The mandatory streamlining of the processes for the telco towers and logistics sectors in the country would result in substantial savings of more than P2.4 billion, according to Anti Red Tape Authority (ARTA) Director General Jeremiah Belgica.
In a presentation before the Philippine Chamber of Commerce and Industry (PCCI) Mindanao, Belgica said the reduced red tape in these two sectors was computed based on the standard cost model calculation of the World Bank. The streamlined process was a result of the implementation of the National Effort for the Harmonization of Efficient Measures of Inter-related Agencies (NEHEMIAH) Program. The sectoral-based streamlining effort targets to reduce the time, cost, requirements, and procedures in sectors of economic and social significance by 52 percent within 52 weeks.
Program NEHEMIA is pursuant to Rule III Section 3 of the Implementing Rules and Regulations of Republic Act 11032 which mandates ARTA to adopt a whole-of-government approach in the streamlining of government services.
According to Belgica, Pre-NEHEMIAH, both sectors have combined expenditures of P3.254 billion as against P830.626 million only after NEHEMIAH.
Belgica said the staggering expenses represent tariff for companies and professionals, middlemen, and opportunity cost in the sector.
Broken down, the logistics sector alone would spend P378.833 million only after the implementation of the reform under the NEHEMIAH Program as against the staggering P2.229 billion cost before the reform. This would translate in total sectoral savings of P1.92 billion.
With ARTA’s issuance of the mandatory compliance order, the logistics sector would have streamlined their procedural steps by 88 percent and time spend for processing cut by 87 percent.

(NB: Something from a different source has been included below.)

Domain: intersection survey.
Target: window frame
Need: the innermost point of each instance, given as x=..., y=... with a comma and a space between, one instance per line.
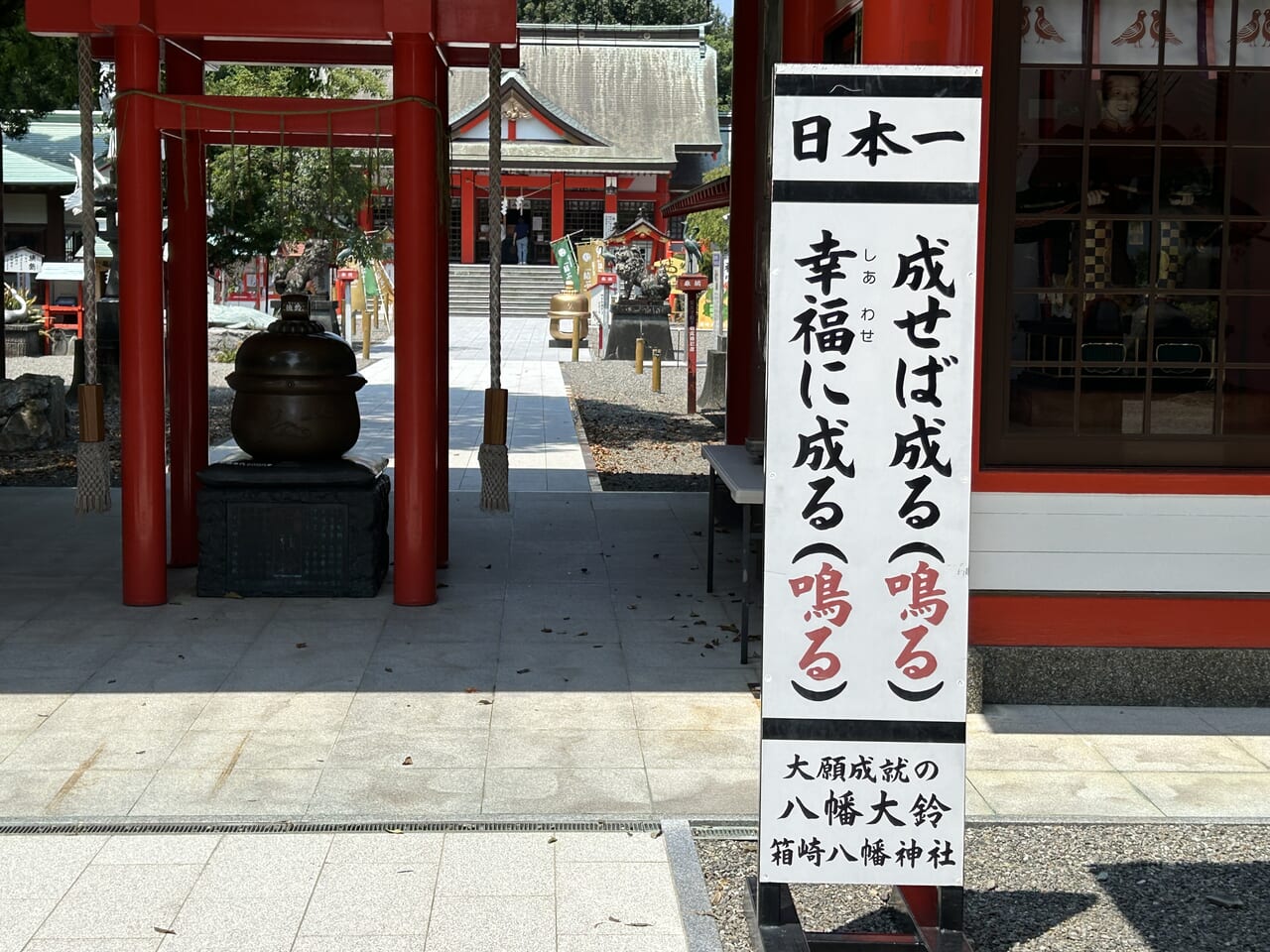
x=1062, y=447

For the telco towers, Belgica said the sector would spend only P451.792 million or less than half of the P1.025 billion expenses that represent the cost of licensing for 10,000 towers before the streamlining of the sector’s processes.
The reduced cost would translate in P573.963 million sectoral savings. As a result, Belgica said there will be additional 5,000 towers by end this year although the country needs 50,000 telco towers to be competitive.

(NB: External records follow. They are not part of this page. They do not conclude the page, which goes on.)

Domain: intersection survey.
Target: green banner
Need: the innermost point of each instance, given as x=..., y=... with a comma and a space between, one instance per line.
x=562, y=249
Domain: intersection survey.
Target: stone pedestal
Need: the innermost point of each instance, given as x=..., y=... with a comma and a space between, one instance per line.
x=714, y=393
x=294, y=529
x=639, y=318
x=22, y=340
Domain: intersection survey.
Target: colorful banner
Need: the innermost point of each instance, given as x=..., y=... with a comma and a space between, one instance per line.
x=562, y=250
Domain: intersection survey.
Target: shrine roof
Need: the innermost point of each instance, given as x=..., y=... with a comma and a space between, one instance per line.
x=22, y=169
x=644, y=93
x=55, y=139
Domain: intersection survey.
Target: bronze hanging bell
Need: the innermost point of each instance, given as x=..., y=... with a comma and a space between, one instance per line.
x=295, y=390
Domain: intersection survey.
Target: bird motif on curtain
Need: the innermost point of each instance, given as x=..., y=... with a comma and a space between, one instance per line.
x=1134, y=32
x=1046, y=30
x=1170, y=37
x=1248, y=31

LGU permitting was also reduced by 38 percent, the documentary requirements by 59 percent and time spent to process was cut by 93 percent.
These two sectors were forced to streamline their processes and fast tracked the issuance of permits and licenses following the compliance orders issued by ARTA to local government units (LGUs) with pending applications from telco companies and the adoption of single pass for the logistics players.
“Implementation is gaining momentum,” said Belgica.
Belgica stressed that gone are the days for the quota system, sitting on documents and making people wait while government employees are on noon break.
Government agencies are given 3-7-20 days to approve or disapprove a complete application.
Belgica also noted the various cases they have filed at the ombudsman against government agency officials and LGU officials for their failure to comply.
Violations under the law include administrative liability and suspension, but outright dismissal and charges for officials involved with fixing and or collusion with fixers.
The mission is daunting given the more than 10,000 government agencies both national and local plus 42,000 barangays, but Belgica said “If we streamline, we won’t give opportunity for
corruption to happen.”
As the processes have been streamlined, the government is now launching the automation of all government applications under the Central Business Portal.
“So yes, it is true that coming from a standstill position but it is really gaining momentum,” he added.
He cited the case of the Food and Drug Administration which was forced to comply with the ARTA order to approve the pending thousands of renewal applications, which were supposed to be approved automatically.
“FDA is a challenged agency when it comes to red tape. If FDA could reform then all agencies could do it. Penalties are very steep,” he warned.